The config of neural network structure, optimization parameter, loss parameters, and dataset can be set in a YAML format file.

In `conf/`,  we provide several models like transformer and conformer. see `conf/train_conformer.yaml` for reference.

- Use Tensorboard

The training takes several hours. The actual time depends on the number and type of your GPU cards. In an 8-card 2080 Ti machine, it takes about less than one day for 50 epochs.
You could use tensorboard to monitor the loss.

```
tensorboard --logdir tensorboard/$your_exp_name/ --port 12598 --bind_all
```

#### Stage 5: Recognize wav using the trained model

This stage shows how to recognize a set of wavs into texts. It also shows how to do the model averaging.

- Average model

If `${average_checkpoint}` is set to `true`, the best `${average_num}` models on cross validation set will be averaged to generate a boosted model and used for recognition.

- Decoding

Recognition is also called decoding or inference. The function of the NN will be applied on the input acoustic feature sequence to output a sequence of text.

Four decoding methods are provided in WeNet:

* `ctc_greedy_search` : encoder + CTC greedy search
* `ctc_prefix_beam_search` :  encoder + CTC prefix beam search
* `attention` : encoder + attention-based decoder decoding
* `attention_rescoring` : rescoring the ctc candidates from ctc prefix beam search with encoder output on attention-based decoder.

In general, attention_rescoring is the best method.

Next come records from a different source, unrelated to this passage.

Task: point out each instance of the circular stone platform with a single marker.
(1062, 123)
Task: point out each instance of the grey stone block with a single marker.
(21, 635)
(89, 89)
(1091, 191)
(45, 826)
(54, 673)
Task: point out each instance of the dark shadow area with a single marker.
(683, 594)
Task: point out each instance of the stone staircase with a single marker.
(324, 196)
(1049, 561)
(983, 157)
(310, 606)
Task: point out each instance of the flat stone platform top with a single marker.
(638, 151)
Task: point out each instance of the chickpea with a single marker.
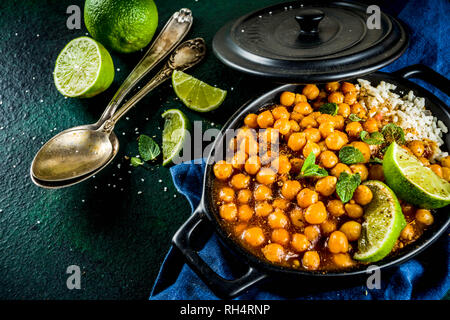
(226, 194)
(328, 159)
(339, 168)
(336, 208)
(407, 232)
(316, 213)
(250, 120)
(252, 165)
(263, 209)
(347, 87)
(273, 252)
(280, 236)
(282, 165)
(283, 126)
(350, 97)
(297, 141)
(437, 169)
(265, 119)
(312, 232)
(376, 172)
(280, 113)
(445, 162)
(364, 148)
(245, 212)
(361, 169)
(287, 98)
(304, 108)
(228, 211)
(354, 129)
(326, 128)
(344, 110)
(254, 236)
(338, 242)
(311, 91)
(311, 147)
(326, 186)
(240, 181)
(352, 230)
(328, 226)
(299, 242)
(290, 189)
(266, 176)
(354, 210)
(343, 260)
(371, 125)
(332, 86)
(244, 196)
(309, 122)
(297, 219)
(311, 260)
(425, 217)
(222, 170)
(336, 140)
(307, 197)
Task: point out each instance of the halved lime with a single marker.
(83, 69)
(196, 94)
(176, 127)
(412, 181)
(383, 222)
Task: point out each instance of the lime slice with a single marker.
(83, 69)
(412, 181)
(383, 222)
(176, 127)
(196, 94)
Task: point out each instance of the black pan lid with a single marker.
(311, 41)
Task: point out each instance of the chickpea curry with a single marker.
(278, 193)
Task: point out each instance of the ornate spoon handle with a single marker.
(171, 35)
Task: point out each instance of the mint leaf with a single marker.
(350, 155)
(393, 133)
(329, 108)
(311, 169)
(148, 148)
(136, 162)
(374, 139)
(346, 185)
(353, 117)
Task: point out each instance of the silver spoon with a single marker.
(75, 155)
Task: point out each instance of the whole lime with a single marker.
(122, 25)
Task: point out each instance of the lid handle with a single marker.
(309, 20)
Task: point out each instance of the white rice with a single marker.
(408, 112)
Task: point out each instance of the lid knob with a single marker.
(309, 20)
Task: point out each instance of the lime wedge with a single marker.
(83, 69)
(196, 94)
(176, 127)
(412, 181)
(383, 222)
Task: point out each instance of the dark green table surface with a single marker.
(117, 236)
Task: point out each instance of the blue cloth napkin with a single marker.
(425, 277)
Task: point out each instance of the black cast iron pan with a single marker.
(258, 270)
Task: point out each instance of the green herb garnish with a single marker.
(329, 108)
(353, 117)
(393, 133)
(136, 162)
(350, 155)
(374, 139)
(346, 185)
(311, 169)
(148, 148)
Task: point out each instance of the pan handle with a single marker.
(426, 74)
(223, 288)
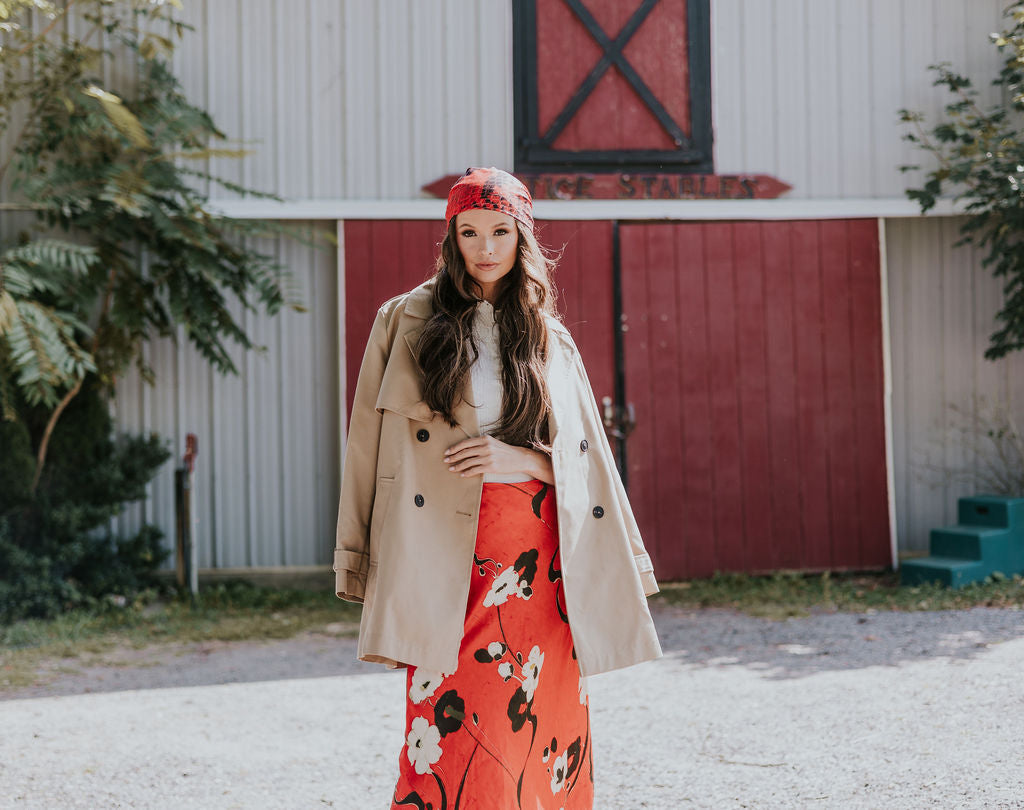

Please see [U2 paper](https://arxiv.org/pdf/2012.05481.pdf) for the details of these algorithms.

`--beam_size` is a tunable parameter, a large beam size may get better results but also cause higher computation cost.

`--batch_size` can be greater than 1 for "ctc_greedy_search" and "attention" decoding mode, and must be 1 for "ctc_prefix_beam_search" and "attention_rescoring" decoding mode.

- WER evaluation

`tools/compute-wer.py` will calculate the word (or char) error rate of the result. If you run the recipe without any change, you may get WER ~= 5%.


#### Stage 6: Export the trained model

`wenet/bin/export_jit.py` will export the trained model using Libtorch. The exported model files can be easily used for inference in other programming languages such as C++.